Both morphologically normal sperm and the seminal levels of IGF-1 have been reported to be decreased in males who smoke. Specifically, infertile smokers had the lowest seminal IGF-1 values, followed by infertile nonsmokers, fertile smokers, and control subjects [26]. These findings indicate that reduced IGF-1 is associated with both smoking and infertility.

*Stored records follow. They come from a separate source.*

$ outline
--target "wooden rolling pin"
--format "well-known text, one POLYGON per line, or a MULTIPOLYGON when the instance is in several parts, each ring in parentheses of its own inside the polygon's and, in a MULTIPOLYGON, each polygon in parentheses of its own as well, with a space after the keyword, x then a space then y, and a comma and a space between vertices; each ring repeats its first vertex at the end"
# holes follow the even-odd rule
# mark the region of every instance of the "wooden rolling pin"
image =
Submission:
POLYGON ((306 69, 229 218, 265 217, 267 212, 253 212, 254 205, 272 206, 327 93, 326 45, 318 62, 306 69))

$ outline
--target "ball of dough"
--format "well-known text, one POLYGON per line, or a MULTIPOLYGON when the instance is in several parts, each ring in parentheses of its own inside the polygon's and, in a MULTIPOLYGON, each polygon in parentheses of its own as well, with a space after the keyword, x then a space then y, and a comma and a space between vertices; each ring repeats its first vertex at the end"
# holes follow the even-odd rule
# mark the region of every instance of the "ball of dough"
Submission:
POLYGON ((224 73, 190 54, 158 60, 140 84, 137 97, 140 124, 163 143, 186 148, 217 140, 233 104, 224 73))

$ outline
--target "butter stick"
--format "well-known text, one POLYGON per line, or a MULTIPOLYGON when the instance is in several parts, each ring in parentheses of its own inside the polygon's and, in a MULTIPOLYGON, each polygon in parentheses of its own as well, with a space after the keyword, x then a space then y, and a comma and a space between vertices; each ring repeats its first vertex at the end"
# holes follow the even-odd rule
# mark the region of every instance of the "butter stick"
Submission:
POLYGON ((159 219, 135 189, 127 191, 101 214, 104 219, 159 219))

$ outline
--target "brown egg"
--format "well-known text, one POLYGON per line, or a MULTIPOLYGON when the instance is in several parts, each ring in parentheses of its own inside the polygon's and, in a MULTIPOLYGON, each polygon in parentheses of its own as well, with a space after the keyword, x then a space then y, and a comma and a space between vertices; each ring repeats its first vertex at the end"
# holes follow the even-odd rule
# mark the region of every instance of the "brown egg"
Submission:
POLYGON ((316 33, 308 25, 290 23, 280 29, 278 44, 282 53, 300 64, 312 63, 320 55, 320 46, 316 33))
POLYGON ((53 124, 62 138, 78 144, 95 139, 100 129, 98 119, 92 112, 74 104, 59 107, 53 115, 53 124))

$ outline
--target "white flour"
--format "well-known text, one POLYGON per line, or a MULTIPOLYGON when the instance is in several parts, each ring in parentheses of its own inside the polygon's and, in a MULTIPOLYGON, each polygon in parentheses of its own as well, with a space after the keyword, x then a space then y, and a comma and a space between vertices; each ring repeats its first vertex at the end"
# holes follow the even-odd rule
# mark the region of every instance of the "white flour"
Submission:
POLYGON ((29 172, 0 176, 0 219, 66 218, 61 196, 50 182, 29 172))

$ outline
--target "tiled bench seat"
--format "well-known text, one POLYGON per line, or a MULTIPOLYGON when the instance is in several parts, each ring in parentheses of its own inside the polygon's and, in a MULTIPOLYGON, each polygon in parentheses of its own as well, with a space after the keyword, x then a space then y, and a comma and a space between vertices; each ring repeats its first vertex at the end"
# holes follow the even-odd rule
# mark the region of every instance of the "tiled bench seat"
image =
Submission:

Seminal IGF-1 has also been shown to have a significant positive correlation with the number of motile and rapid linear progressive spermatozoa [24]. IGF-1 production stimulates spermatozoa maturation in a paracrine/autocrine manner, thereby increasing sperm motility [3]. Thus, IGF-1 might function as a differentiation marker in male germ cells. Colombo and Naz [2] also showed that the seminal IGF-1 level exhibited a significant linear correlation with the total sperm count. Although sperm count was not directly investigated in the present study, it is taken indirectly into account for group D. Consistent with other studies, we observed decreased seminal IGF-1 levels in this group; however, this decrease was not significant. A limitation of this study is that subjects in the normal semen parameter group are also infertile male patients; thus, improved fertile male subjects will be needed for comparison of IGF-1 levels.

We found that the groups with abnormal sperm parameters exhibited significantly lower levels of serum IGF-1 compared with the normal group. Seminal plasma IGF-1 levels, however, did not differ significantly between the groups investigated here. Further investigations will be required to determine the exact mechanisms by which GH and IGF-1 affect fertility.


This study received financial support from LG Life Sciences (IIT-2011-04).

Conflict of interest: No potential conflict of interest relevant to this article was reported.